At the White House [excerpt]
Mr. McKinley was a
man of charming personality, and, take him all in all, the best
and most astute politician that ever occupied the Presidential chair.
The smile that he wore to his friends never came off from the time
he entered public life up to the day of his [30][31]
cruel assassination. He was of kindly disposition, of no hatreds,
and mistreated no one. His sweet and devoted attentions to his invalid
wife were the most touching and convincing manifestations of the
amiability of the man. I knew him when he was a member of Congress
and occupied a modest suite of rooms at the Ebbitt House. The Courier-Journal
bureau was directly opposite, and often, in fact nearly every evening,
would I see “Little Mac” pacing up and down in front of the Ebbitt,
smoking his inevitable cigar, and occasionally stopping a moment
to exchange words with a passing friend. He was an exceedingly restless
man, and while not engaged in a task at his desk, in or out of the
House, was walking. As tobacco smoke was disagreeable to his wife,
he took his evening smokes in the open air. Then he would throw
away the stump of his cigar and return to his apartments in the
hotel. He was not only the trained nurse of his wife but her loving
attendant and companion every leisure moment of his life. This was
when the Presidency, even in his mind, was in the dim distance,
but after he reached the goal, his sweet attentions and solicitude
for his wife did not cease. He was always by her side to cheer and
comfort.
Mr. McKinley, so much unlike Mr. Cleveland,
knew how to manage men and compose party differences. He did not
adopt the knock-down and drag-out principle in his methods, but,
on the other hand, believed that whenever the waters became turbulent
the lavish use of oil was the only panacea. And it can be truly
said that the White House larder always contained a large surplus
of the smoothest quality of that article, which was applied judiciously
by Mr. McKinley when occasion required. Mr. Cleveland had no oil
in his store-room, but, instead, boxing gloves, mauls, and sledge-hammers.

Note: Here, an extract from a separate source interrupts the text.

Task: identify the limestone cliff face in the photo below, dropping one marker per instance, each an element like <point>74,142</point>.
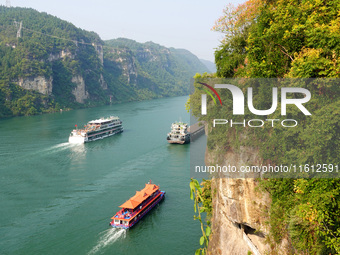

These he used upon those who did not agree with him, and the country
knows the result of his pugilistic proclivity.
Mr. McKinley was not as intellectual
a man as Mr. Cleveland, but what he lacked in intellectuality he
made up in diplomacy. He had more diplomacy in his little finger
than had Mr. Cleveland in his entire body. There was not anything
in reason that McKinley could not obtain from Congress, but there
were many reason- [31][32] able things
that Mr. Cleveland was refused because of the bulldozing tactics
employed. The result of this difference between the men was that
Mr. McKinley kept his party firmly united, and Mr. Cleveland and
his party hopelessly divided. The proof of the pudding is in the
eating.
Mr. Roosevelt was a familiar figure
in official life in Washington ten years before he became President,
having been a member of the Civil Service Commission. Even in that
office he had some excitement, by reason of the lambasting served
him every morning at his breakfast table, by Frank Hatton in the
Washington Post. Mr. Roosevelt, as strenuous then as now,
wanted to “do things” and do them in his own way, and considering
the unpopularity of his work with the politicians he succeeded fairly
well. The only great department that he could not get his Civil
Service hooks into, just to suit him, was the Treasury presided
over by Mr. Carlisle who paid scant attention to the requests of
Mr. Roosevelt. In every position that he has occupied, however,
President Roosevelt has done well, and there does not seem to be
anything too little or too big for him to tackle. He will fight
for a whipping-post for wife beaters, or the enforcement of a smoke
law, with the same vigor as he would for the passage of a freight-rate
measure or a tariff revision act. He is now the idol of his party
and perhaps personally the most popular man in the country. Whether
he will retain this popularity to the end of his term time alone
will reveal. With nearly everybody he is voted “a jolly good fellow”
and when at a dinner at the Waldorf Astoria or a Colorado ranch
the question is asked: “What’s the matter with Teddy?” a chorus
of voices proclaims, “He’s all right.” So I can let him go at that.